Despite the hype surrounding SDN, no one can afford to leap frog to the new technology. They must have a strategy to integrate the new with the old to reap the biggest benefits. Packet Design has taken its first step in helping customers do so. We’ve integrated Route Explorer with the OpenDaylight controller to automate SDN provisioning of RSVP-TE tunnels. For network engineers, this means eliminating the manual process of creating tunnels. They can simply plan it in Route Explorer and have the OpenDaylight controller automatically provision it. Some of our early adopter customers – especially service providers – are very happy about this.
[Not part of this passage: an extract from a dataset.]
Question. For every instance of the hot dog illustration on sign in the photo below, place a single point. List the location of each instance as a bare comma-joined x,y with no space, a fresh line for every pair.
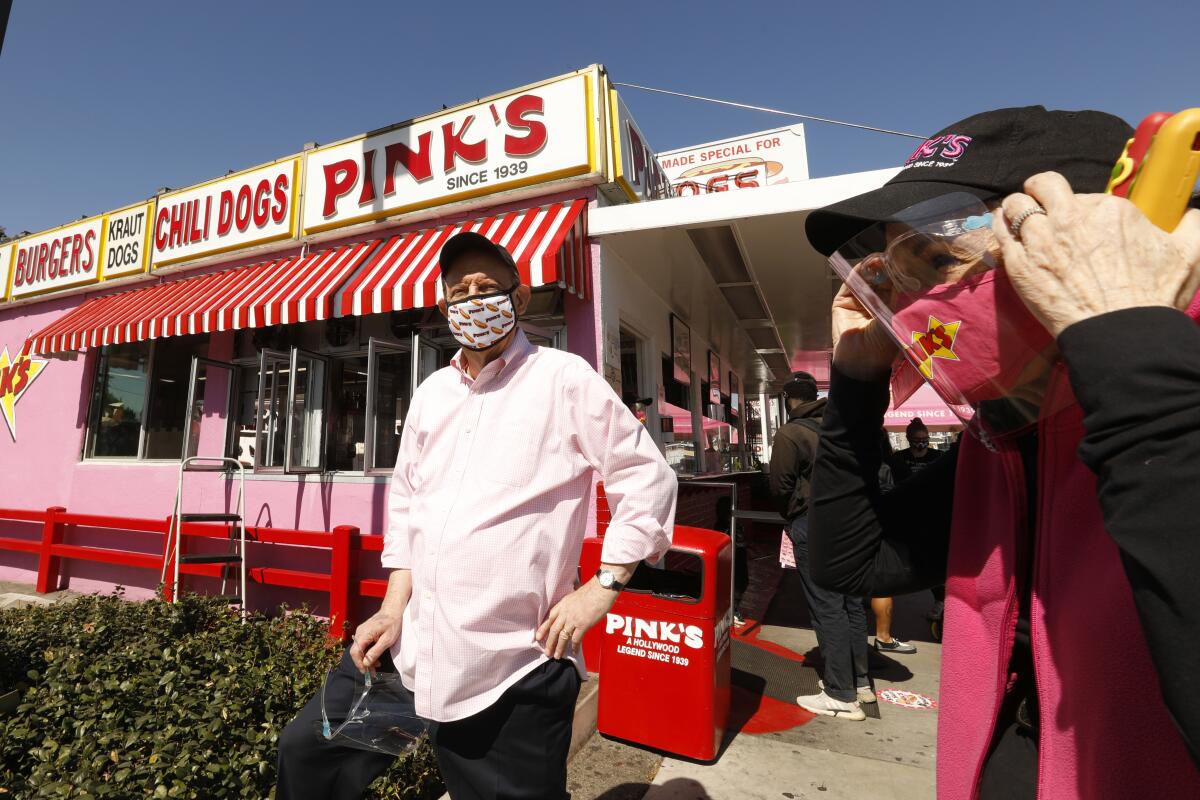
489,318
OpenDaylight only supports TE tunnels today, but our integration is an example of how we can support SDN in hybrid environments. Our analytics technology is unique because it allows us to build SDN conforming applications in the presence of non-conforming applications. You don’t have to do a forklift hardware upgrade in the network or build a brand new network architecture where the controller provisions everything. We are able to demonstrate provisioning of RSVP-TE tunnels in hybrid environments where some traffic may be flowing inside RSVP-TE tunnels and some may not be. We do not assume that every application will make a reservation request to the controller, so instead of reservation levels, we apply a rich set of analytics to compute paths, current and expected traffic levels, and end-to-end delays.

For more information on this, read our press release. If you are attending Cisco Live next week and would like to see a demo of our integration in action, stop by booth #310.

As for our next steps with SDN, as we’ve mentioned on this blog before, we believe that the SDN architecture should be augmented with a Network Access Broker (NAB) that checks whether the required resources are available to satisfy application requests. The NAB will understand the current topology and how it is changing, what commitments have been made in the WAN, and what workloads are anticipated based on historical profiles, so that when new requests come in via the SDN controller they can be accepted or denied. In addition, the NAB will offer alternative network configurations to the SDN controller if the application request would have a negative effect on service delivery.